Nationalizing children

National Post

The Supreme Court has taken another step in Canada's creeping nationalization of its children, diminishing the role of the private sector -- which is to say, parents -- and increasing the role of the state. On Friday, the top court ruled child-welfare workers no longer need to apply for judicial warrants in "non-emergency" situations, and can take children away from allegedly abusive parents solely on "reasonable and probable grounds." This means child protection workers now wield more authority over children than police officers, teachers, pastors -- and mothers and fathers.

In this case, the appellant, known only by the initials K.L.W., was the mother of two children who had been repeatedly apprehended by Manitoba's Child and Family Services Agency on the grounds that she was periodically intoxicated, neglected her children, or had abusive boyfriends. K.L.W. notified the agency that she was expecting a third child; two weeks prior to delivery she agreed to enter a residential facility designed to assist pregnant women. But she ended up giving birth before she got there and, pursuant to s. 21(1) of the Manitoba Child and Family Services Act, the agency apprehended K.L.W.'s day-old infant. Although it possessed no evidence the mother or her boyfriends had physically assaulted any of the children, the agency ordered the hospital not to discharge K.L.W. or her baby. The child was placed in a foster home.

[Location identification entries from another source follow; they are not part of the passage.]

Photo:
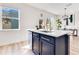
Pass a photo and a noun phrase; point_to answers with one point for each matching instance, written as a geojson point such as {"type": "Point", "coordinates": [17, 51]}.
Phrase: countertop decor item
{"type": "Point", "coordinates": [59, 23]}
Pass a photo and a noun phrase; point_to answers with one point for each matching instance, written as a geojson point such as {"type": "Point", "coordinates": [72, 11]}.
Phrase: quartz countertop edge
{"type": "Point", "coordinates": [54, 33]}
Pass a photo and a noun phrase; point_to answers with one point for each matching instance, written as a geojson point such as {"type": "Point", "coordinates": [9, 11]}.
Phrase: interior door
{"type": "Point", "coordinates": [35, 43]}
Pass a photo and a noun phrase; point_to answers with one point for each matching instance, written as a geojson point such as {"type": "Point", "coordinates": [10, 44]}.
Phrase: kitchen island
{"type": "Point", "coordinates": [50, 43]}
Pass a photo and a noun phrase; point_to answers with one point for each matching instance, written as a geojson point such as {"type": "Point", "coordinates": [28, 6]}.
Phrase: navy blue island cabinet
{"type": "Point", "coordinates": [48, 45]}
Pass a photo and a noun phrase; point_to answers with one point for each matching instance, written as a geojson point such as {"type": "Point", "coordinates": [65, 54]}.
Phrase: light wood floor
{"type": "Point", "coordinates": [21, 48]}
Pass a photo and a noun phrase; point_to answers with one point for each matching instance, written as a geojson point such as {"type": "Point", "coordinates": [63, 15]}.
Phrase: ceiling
{"type": "Point", "coordinates": [57, 8]}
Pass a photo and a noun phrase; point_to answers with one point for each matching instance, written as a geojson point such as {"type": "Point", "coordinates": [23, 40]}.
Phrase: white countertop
{"type": "Point", "coordinates": [55, 33]}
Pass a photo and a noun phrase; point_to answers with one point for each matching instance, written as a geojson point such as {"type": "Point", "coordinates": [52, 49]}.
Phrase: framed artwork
{"type": "Point", "coordinates": [10, 18]}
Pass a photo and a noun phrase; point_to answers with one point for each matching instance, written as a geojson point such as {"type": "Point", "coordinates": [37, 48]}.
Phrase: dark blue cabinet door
{"type": "Point", "coordinates": [35, 43]}
{"type": "Point", "coordinates": [47, 48]}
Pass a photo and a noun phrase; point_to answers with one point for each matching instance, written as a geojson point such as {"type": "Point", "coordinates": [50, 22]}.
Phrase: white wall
{"type": "Point", "coordinates": [29, 18]}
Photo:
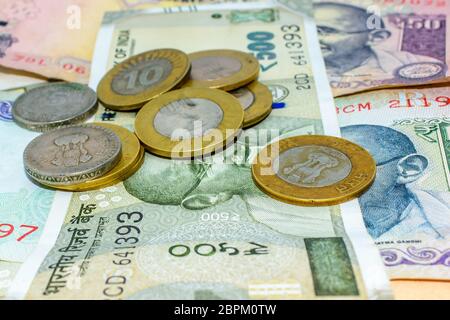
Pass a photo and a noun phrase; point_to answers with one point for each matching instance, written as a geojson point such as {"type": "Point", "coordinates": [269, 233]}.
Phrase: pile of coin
{"type": "Point", "coordinates": [190, 104]}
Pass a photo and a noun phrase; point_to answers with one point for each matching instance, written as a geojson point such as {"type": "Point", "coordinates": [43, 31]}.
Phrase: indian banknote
{"type": "Point", "coordinates": [407, 210]}
{"type": "Point", "coordinates": [24, 207]}
{"type": "Point", "coordinates": [201, 229]}
{"type": "Point", "coordinates": [369, 44]}
{"type": "Point", "coordinates": [56, 39]}
{"type": "Point", "coordinates": [14, 79]}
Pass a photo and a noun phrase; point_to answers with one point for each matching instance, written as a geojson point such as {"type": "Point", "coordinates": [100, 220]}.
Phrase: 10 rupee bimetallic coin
{"type": "Point", "coordinates": [137, 80]}
{"type": "Point", "coordinates": [256, 100]}
{"type": "Point", "coordinates": [54, 105]}
{"type": "Point", "coordinates": [222, 69]}
{"type": "Point", "coordinates": [132, 154]}
{"type": "Point", "coordinates": [314, 170]}
{"type": "Point", "coordinates": [71, 155]}
{"type": "Point", "coordinates": [189, 122]}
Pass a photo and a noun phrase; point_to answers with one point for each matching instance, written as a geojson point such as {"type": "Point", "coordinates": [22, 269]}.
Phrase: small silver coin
{"type": "Point", "coordinates": [71, 155]}
{"type": "Point", "coordinates": [54, 105]}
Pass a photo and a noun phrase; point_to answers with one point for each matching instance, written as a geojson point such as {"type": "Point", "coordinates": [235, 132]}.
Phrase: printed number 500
{"type": "Point", "coordinates": [7, 229]}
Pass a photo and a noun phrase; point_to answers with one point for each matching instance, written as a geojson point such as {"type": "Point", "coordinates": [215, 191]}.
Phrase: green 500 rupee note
{"type": "Point", "coordinates": [24, 207]}
{"type": "Point", "coordinates": [407, 210]}
{"type": "Point", "coordinates": [202, 229]}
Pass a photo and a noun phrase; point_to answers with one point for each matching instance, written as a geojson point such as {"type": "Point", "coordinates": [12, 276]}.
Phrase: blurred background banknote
{"type": "Point", "coordinates": [202, 229]}
{"type": "Point", "coordinates": [24, 207]}
{"type": "Point", "coordinates": [56, 39]}
{"type": "Point", "coordinates": [369, 44]}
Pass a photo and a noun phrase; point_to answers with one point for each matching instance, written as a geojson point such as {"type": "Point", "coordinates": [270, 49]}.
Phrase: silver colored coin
{"type": "Point", "coordinates": [312, 166]}
{"type": "Point", "coordinates": [141, 76]}
{"type": "Point", "coordinates": [54, 105]}
{"type": "Point", "coordinates": [71, 155]}
{"type": "Point", "coordinates": [245, 97]}
{"type": "Point", "coordinates": [188, 118]}
{"type": "Point", "coordinates": [213, 68]}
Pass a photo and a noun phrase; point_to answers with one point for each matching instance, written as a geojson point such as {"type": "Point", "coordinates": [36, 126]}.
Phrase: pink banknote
{"type": "Point", "coordinates": [56, 38]}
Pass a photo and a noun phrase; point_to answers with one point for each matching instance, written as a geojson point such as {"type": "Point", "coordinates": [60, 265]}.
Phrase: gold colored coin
{"type": "Point", "coordinates": [314, 170]}
{"type": "Point", "coordinates": [131, 154]}
{"type": "Point", "coordinates": [222, 69]}
{"type": "Point", "coordinates": [137, 80]}
{"type": "Point", "coordinates": [189, 122]}
{"type": "Point", "coordinates": [256, 100]}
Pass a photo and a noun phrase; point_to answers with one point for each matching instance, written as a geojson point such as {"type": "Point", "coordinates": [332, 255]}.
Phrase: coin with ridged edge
{"type": "Point", "coordinates": [189, 122]}
{"type": "Point", "coordinates": [132, 152]}
{"type": "Point", "coordinates": [140, 78]}
{"type": "Point", "coordinates": [256, 100]}
{"type": "Point", "coordinates": [135, 166]}
{"type": "Point", "coordinates": [53, 105]}
{"type": "Point", "coordinates": [222, 69]}
{"type": "Point", "coordinates": [314, 170]}
{"type": "Point", "coordinates": [71, 155]}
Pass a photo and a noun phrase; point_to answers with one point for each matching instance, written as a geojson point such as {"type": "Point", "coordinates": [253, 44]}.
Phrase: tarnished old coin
{"type": "Point", "coordinates": [256, 100]}
{"type": "Point", "coordinates": [222, 69]}
{"type": "Point", "coordinates": [141, 78]}
{"type": "Point", "coordinates": [189, 122]}
{"type": "Point", "coordinates": [132, 152]}
{"type": "Point", "coordinates": [53, 105]}
{"type": "Point", "coordinates": [314, 170]}
{"type": "Point", "coordinates": [71, 155]}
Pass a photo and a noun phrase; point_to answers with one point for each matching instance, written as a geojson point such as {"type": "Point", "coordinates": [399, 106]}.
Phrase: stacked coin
{"type": "Point", "coordinates": [199, 117]}
{"type": "Point", "coordinates": [83, 157]}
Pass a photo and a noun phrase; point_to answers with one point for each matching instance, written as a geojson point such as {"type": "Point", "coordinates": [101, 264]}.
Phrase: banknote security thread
{"type": "Point", "coordinates": [222, 69]}
{"type": "Point", "coordinates": [189, 122]}
{"type": "Point", "coordinates": [54, 105]}
{"type": "Point", "coordinates": [132, 153]}
{"type": "Point", "coordinates": [256, 100]}
{"type": "Point", "coordinates": [71, 155]}
{"type": "Point", "coordinates": [140, 78]}
{"type": "Point", "coordinates": [314, 170]}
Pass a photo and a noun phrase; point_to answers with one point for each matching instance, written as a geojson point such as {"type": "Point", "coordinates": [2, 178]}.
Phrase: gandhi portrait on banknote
{"type": "Point", "coordinates": [392, 207]}
{"type": "Point", "coordinates": [352, 39]}
{"type": "Point", "coordinates": [198, 185]}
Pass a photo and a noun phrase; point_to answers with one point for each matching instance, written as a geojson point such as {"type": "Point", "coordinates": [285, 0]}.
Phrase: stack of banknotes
{"type": "Point", "coordinates": [374, 72]}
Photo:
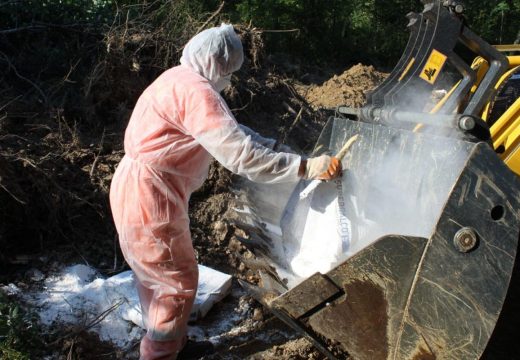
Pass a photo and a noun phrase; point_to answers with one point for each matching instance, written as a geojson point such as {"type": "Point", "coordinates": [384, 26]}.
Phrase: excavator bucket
{"type": "Point", "coordinates": [412, 262]}
{"type": "Point", "coordinates": [410, 253]}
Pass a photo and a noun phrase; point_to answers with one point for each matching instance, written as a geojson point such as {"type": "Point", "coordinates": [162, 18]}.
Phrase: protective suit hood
{"type": "Point", "coordinates": [214, 53]}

Even assuming the agency was justified in worrying that K.L.W. put her newborn in harm's way by refusing to enter the special birthing facility, it still had ample time to seek a warrant for the apprehension -- with no risk to the infant -- who during this time was in hospital and under the care of doctors. But, according to the court, "the state must be able to take preventive action to protect children and should not always be required to wait until a child has been seriously harmed before being able to intervene."

But it is possible to get a hearing before a judge at any time, day or night, and to apply for immediate permission to apprehend a child. If we require prosecutors to get a warrant before allowing them to search the homes of alleged rapists and murderers, we should require as much from the state when it wishes to sever the sacrosanct bond between parent and child. In an emergency situation, when a child is thought to be in imminent danger, it is proper that child care workers should be able to step in without delay and then quickly satisfy a court ex post facto that intervention was necessary. But K.L.W's case was a non-emergency and the court decided it should nevertheless be handled like an emergency. The majority ruled it was impossible to distinguish between the two, and that to try would "impede pro-active intervention by placing the burden on the state to justify intervention in situations of arguably 'non-imminent,' yet serious, danger to the child."

But this begs a question. The state should have to justify its intervention; taking children away from parents is a supremely serious matter. In seeking to protect children, the country's most senior constitutional justices are failing to give due weight to the harm done by imperious state intervention. Their reasoning -- their very wording -- betrays a presumption that state control of children is a good thing. It is not. As a minimum in non-emergency cases, a court should weigh the case presented by child welfare workers who may be -- indeed naturally are -- biased against the custodial interests of parents. We should have learned from the "Sixties Scoop" cases, in which children of native parents were apprehended en masse and put in institutions where they later committed suicide at a high rate. The balance of presumption should be that children are better off with their parents than in the care of the state.